That is an incredibly important point and it goes to the question that I was about to ask my noble friend. My reading of it is that it will not be possible for us to make reciprocal healthcare arrangements that involve the flow of data with another country unless we deem that country to be adequately complying with the GDPR. That is absolutely right and it is a high bar. It does not just provide a degree of regulatory compliance and standardisation; there are also international healthcare codes that underpin it, as the noble Baroness will know. It would be useful if my noble friend could confirm that, because it is clearly a really important point that will, in a sense, allay some of the fears that have been raised tonight about just how the powers in the Bill, once they extend beyond the European Union, Switzerland, the EEA and so on, might be used.
9.45 pm
Amendment 22, in the name of the noble Lord, Lord Patel, wants to insert “related to health” after “data”. Of course, it is completely understandable
why he would want that. It becomes slightly problematic because there are certain pieces of information that one would need about a person to reclaim information, or to have an exchange of funding for reciprocal arrangements, that do not necessarily relate to their health. Examples might be their name—that does not relate to their health—or the time they were in a country, to verify the fact that they are who they say they are and so can make a claim. I think that this kind of latitude is covered in the GDPR and that that provides the reassurance that this will not be misused, because we would not be able to strike an agreement with a country that was not applying the same standards to healthcare data—but there is a need for some non-health data to be processed as part of a reciprocal healthcare arrangement. That is why the broader definition is used. Another example might be the names of family members for a child—again to verify a claim.

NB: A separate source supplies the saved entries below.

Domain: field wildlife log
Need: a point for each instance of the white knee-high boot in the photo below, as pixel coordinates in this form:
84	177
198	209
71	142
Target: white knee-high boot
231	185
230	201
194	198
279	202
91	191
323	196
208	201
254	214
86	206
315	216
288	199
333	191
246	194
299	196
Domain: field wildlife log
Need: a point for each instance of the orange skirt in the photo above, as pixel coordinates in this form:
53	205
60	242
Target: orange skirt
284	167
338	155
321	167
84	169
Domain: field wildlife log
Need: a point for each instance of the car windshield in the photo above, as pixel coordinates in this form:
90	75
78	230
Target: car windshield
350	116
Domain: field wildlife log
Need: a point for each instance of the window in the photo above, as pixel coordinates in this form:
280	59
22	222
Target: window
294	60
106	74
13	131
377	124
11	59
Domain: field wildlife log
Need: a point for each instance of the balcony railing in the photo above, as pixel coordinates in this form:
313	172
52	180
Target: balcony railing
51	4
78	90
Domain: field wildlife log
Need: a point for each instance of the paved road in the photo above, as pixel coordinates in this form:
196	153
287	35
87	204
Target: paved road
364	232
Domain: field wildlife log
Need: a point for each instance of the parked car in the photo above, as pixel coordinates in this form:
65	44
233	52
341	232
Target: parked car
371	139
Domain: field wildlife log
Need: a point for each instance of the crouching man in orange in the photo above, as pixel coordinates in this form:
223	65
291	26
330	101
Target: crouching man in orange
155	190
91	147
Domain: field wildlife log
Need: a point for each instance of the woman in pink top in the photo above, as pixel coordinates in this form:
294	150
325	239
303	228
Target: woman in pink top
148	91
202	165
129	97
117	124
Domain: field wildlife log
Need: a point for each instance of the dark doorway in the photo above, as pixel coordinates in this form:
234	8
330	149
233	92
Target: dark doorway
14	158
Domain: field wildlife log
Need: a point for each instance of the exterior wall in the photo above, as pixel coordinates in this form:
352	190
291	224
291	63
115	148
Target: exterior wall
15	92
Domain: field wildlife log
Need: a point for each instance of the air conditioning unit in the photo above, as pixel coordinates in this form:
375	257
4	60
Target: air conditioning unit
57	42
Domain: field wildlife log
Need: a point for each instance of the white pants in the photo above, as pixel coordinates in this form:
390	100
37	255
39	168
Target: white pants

The final element I want to speak to is that of non-NHS providers. This is rather important, because a number of non-NHS providers provide healthcare on behalf of the health system. It is not just the obvious ones that have been mentioned—I include GPs in that. It might also be private bodies carrying out NHS-funded care. A lot of diagnostic care is carried out by third parties. It might also cover providers of healthcare IT that records data. If we think of such systems as TTP, Cerner, Epic and so on that are used in hospitals, we would clearly want those bodies to be legally able to share that information. Of course, it needs to be connected with the healthcare purpose, but it is important that the Bill allows for that kind of latitude in a variety of ways, as I said. We must be absolutely clear—that is what I am seeking from my noble friend—that because of GDPR, because of the need and demand for adequacy on behalf of another country, a reciprocal partner, we would not be entering into the kind of arrangements that would bring the kinds of concerns that the public and, indeed, parliamentarians would have.